New York: Former IMF chief Dominique Strauss-Kahn will plead not guilty on Monday to charges he tried to rape a New York hotel maid, an accusation that has wrecked his chance of becoming France’s next president.
Praised for his role tackling the 2007-09 global financial crisis and attempts to keep Europe’s debt crisis under control, Strauss-Kahn, 62, is facing up to 25 years in prison if convicted on charges of a criminal sexual act, attempted rape, sex abuse, unlawful imprisonment and forcible touching.
His lawyer, Benjamin Brafman, told Reuters that Strauss-Kahn will plead not guilty to the charges in New York Supreme Court before Judge Michael Obus on Monday.
Strauss-Kahn quit as managing director of the International Monetary Fund a few days after his 14 May arrest in the first-class section of an Air France plane, minutes before it was to depart New York for Paris.
He is accused of attacking a 32-year-old African immigrant a few hours earlier when she came to clean his suite at the luxury Sofitel hotel in Midtown Manhattan, apparently believing it had been vacated.
Strauss-Kahn, who has four daughters, said in his IMF resignation letter that he denies the charges but his court appearance on Monday will be the start of what could be drawn-out legal proceedings.
French finance minister Christine Lagarde and Mexican central bank chief Agustin Carstens both want to replace Strauss-Kahn at the Washington-based IMF. Lagarde is the strong favorite but some developing countries are upset about the long-held practice of choosing a European to head the fund.
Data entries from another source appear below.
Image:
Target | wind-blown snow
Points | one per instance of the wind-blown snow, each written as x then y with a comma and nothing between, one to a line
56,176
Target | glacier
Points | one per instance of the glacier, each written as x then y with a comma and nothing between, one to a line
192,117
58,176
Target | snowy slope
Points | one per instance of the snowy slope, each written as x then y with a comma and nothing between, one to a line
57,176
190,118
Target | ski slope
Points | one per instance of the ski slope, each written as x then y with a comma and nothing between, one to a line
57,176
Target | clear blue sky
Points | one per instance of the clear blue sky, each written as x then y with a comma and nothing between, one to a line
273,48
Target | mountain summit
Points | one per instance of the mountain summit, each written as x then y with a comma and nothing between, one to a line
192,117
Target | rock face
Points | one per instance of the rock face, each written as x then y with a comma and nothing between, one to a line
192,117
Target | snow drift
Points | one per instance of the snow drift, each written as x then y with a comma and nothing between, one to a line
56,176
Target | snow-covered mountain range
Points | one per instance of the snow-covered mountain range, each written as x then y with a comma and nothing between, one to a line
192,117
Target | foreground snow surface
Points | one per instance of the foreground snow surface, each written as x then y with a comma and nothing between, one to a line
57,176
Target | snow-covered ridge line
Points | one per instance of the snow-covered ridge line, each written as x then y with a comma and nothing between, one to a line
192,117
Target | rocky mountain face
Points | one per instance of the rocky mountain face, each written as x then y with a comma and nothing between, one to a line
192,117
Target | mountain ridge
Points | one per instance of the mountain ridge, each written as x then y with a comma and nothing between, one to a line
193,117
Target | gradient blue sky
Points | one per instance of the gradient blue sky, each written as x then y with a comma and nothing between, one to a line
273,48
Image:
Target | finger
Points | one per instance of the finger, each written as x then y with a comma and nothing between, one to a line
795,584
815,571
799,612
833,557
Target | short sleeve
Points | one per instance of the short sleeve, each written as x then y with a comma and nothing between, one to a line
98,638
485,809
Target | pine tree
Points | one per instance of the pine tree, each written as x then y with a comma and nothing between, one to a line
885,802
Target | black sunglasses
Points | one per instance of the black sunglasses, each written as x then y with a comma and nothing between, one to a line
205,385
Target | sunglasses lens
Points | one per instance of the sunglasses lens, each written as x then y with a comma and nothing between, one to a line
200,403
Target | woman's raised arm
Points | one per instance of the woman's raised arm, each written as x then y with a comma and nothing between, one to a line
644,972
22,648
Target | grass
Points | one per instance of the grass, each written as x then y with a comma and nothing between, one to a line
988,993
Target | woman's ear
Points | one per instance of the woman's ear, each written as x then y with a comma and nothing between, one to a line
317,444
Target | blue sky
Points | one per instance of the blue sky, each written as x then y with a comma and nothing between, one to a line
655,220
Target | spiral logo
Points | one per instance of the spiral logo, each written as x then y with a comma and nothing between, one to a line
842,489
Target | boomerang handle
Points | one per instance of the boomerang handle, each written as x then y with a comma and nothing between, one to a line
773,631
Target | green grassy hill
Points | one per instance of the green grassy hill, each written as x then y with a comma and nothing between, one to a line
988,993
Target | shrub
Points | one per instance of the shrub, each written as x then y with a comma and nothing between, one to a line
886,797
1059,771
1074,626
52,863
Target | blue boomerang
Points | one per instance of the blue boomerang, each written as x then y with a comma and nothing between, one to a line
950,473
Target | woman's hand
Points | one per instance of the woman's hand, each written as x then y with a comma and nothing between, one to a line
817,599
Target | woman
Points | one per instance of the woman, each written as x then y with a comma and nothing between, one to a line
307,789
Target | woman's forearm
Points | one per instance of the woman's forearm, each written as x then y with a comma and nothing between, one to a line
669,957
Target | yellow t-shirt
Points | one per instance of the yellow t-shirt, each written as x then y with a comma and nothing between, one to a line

Until the alleged sexual assault in New York, Strauss-Kahn had been expected to quit his IMF post for a different reason - a bid to become the Socialist candidate for president of France. He had been a strong favorite to beat conservative President Nicolas Sarkozy at the polls next year.
Instead, Strauss-Kahn spent four days in New York’s Rikers Island jail before he was released on $1 million cash bail and $5 million bond and placed under house arrest with 24-hour armed guards and electronic monitoring.
He spent a few days in a Lower Manhattan apartment but is now living in a luxurious townhouse rented by his wife - French television journalist Anne Sinclair - in Manhattan’s TriBeCa district. The townhouse has a gym and home cinema and was last posted for sale for almost $14 million.
A prosecutor estimated Strauss-Kahn would pay $200,000 a month for his security arrangements.
Strauss-Kahn’s lawyer has said that although his client has a net worth of roughly $2 million, his wife, an heiress, has “substantially greater assets.” So far, Sinclair has not displayed any hesitation about using her personal wealth to help her husband.
Strauss-Kahn also has been consulting with a posse of investigators and media advisers about how to deal with the criminal charges against him and how to limit any damage to his reputation from the allegations.